You can also retake individual subjects in the November 2026 session if you want to improve specific scores for a future application.
If you do not get the place you want
Sometimes the numbers do not fall your way, and neither Clearing nor a remark gives you a course you are happy to take. That is not the end of the road. You have two strong options:
- Reapply for 2027 entry. Applying again the following cycle, this time with your final grades already confirmed, is often a stronger application than the one you made on predicted grades. We have written a full guide on how to reapply to university for 2027.
- Take a gap year with a purpose. A year spent on relevant work experience, reading, or a project can genuinely strengthen your next application, as long as you use it well. See our guide on the gap year personal statement.
For context on how your final IB score maps to UK offers and UCAS points, our guides on IB scores for UK universities and IB to UCAS points break it down.
A word on your personal statement
If you are heading into Clearing, reapplying, or supporting a younger sibling who is about to start their own application, remember what actually decides these things. Your grades get you considered. Your personal statement is what turns "considered" into an offer, and it is the one part of the application you fully control.
If you are writing or rewriting yours, Statementory reads it the way an admissions tutor would, scores it out of 100, and shows you line by line what is holding it back and how to fix it, before you submit. It checks what you wrote and never writes it for you.
Whatever your results say today, they are one step, not the whole story. Take a breath, look at your real options, and make the next move a good one.
Sources
- International Baccalaureate — Diploma Programme assessment and exams
- UCAS — Results, confirmation and Clearing
- UCAS — What is Clearing?
- UCAS — Undergraduate application deadlines
Dates and processes are for the 2026 cycle and were correct at the time of writing (July 2026). Results-access times and Clearing deadlines can change, so always confirm with your IB coordinator and the UCAS website.

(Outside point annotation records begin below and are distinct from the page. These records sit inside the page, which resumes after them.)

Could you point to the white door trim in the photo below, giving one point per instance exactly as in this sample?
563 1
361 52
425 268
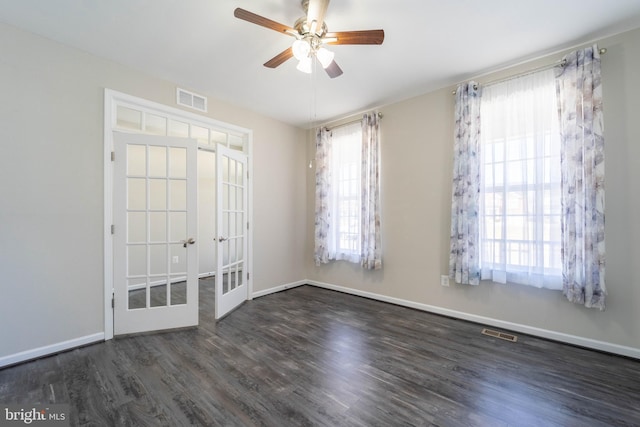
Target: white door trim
111 101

Frequently asked questions
When do IB results come out in 2026?
IB Diploma Programme results for the May 2026 exam session are released in early July 2026, with most candidates able to access them on 6 July. You log in to the official IB candidate results website using the personal code and PIN your school or coordinator gives you. Confirm the exact time with your coordinator, as access is staggered.
What happens on UCAS when my IB results are released?
UCAS receives your results directly from the IB and updates your application status automatically. If you have met the conditions of your firm choice, it is confirmed. If you miss your firm but meet your insurance, you are placed there. If you miss both, your application moves to Clearing, where you can find another place.
What if I miss my offer by one or two points?
Do not panic and do not self-release straight away. Universities often still accept students who narrowly miss, or they may offer a place on a similar course. Wait to see your updated UCAS status, and phone the university's admissions office if it still says unsuccessful. A near miss is very different from a large one.
Can I get my IB paper remarked?
Yes. This is called an Enquiry Upon Results (EUR). Through your school you can request a remark of a paper, which can raise (or occasionally lower) your grade. Remarks cost a fee and take time, so if a university place depends on it, tell the admissions office you have requested one and ask them to hold your place.
Can I reapply to university if I did not get in with my IB?
Yes. Many students reapply the following cycle, and doing so with your final grades already confirmed is often a stronger application than applying on predicted grades. You reapply through UCAS for 2027 entry from September 2026, and the most important thing to improve is your personal statement.